I took a shower. Put on clean clothes, including underwear this time. My mother even made me wear pants. How dare she? But I obliged considering the circumstances. Later on that evening, the rest of my family had returned home from my grandparent’s house including my grandparent’s. They wanted to see how I was feeling. It was Christmas, after all. By this point, my mother was starting to feel the effects of taking care of me all day. She was pale, sweating, and looked like a walking zombie. By the time 8:00 hit, my entire family was in bed ready to sleep for an eternity.

I was feeling like a new person the next morning. I was the first one up and had enough energy to put Richard Simmons to shame. It took my family an entire hour to fully get out of bed and walk downstairs into the living room. And needless to say, everyone avoided sitting on the couch.

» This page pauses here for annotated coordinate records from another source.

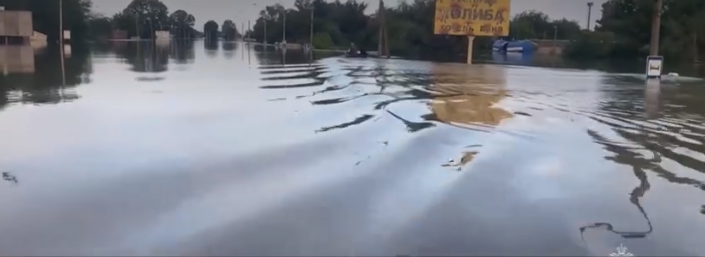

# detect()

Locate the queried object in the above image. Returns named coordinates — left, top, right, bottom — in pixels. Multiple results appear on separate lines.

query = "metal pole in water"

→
left=646, top=0, right=663, bottom=82
left=649, top=0, right=663, bottom=55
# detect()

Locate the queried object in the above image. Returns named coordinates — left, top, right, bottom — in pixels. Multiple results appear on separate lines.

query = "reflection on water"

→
left=0, top=41, right=705, bottom=256
left=0, top=46, right=91, bottom=109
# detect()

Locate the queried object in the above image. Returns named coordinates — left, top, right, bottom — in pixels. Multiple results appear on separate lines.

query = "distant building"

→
left=110, top=29, right=127, bottom=40
left=0, top=10, right=34, bottom=42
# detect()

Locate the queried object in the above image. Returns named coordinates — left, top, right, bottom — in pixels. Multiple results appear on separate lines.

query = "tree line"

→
left=0, top=0, right=240, bottom=42
left=0, top=0, right=705, bottom=61
left=246, top=0, right=705, bottom=59
left=566, top=0, right=705, bottom=61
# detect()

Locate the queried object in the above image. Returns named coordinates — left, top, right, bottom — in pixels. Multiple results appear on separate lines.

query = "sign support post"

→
left=433, top=0, right=511, bottom=64
left=646, top=55, right=663, bottom=80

Christmas Day, 2001 was a happy day for me. I was no longer sick, and had presents out the wazoo! No stomach pains for me! And so many toys to play with! It was a different story for the rest of my family. My mother, father, and sister now had “the plague of pure torture” and were experiencing the same things I had experienced just one day earlier. I felt bad until I unwrapped a Britney Spears Barbie Doll fully equipped with a red leather, full body jumpsuit.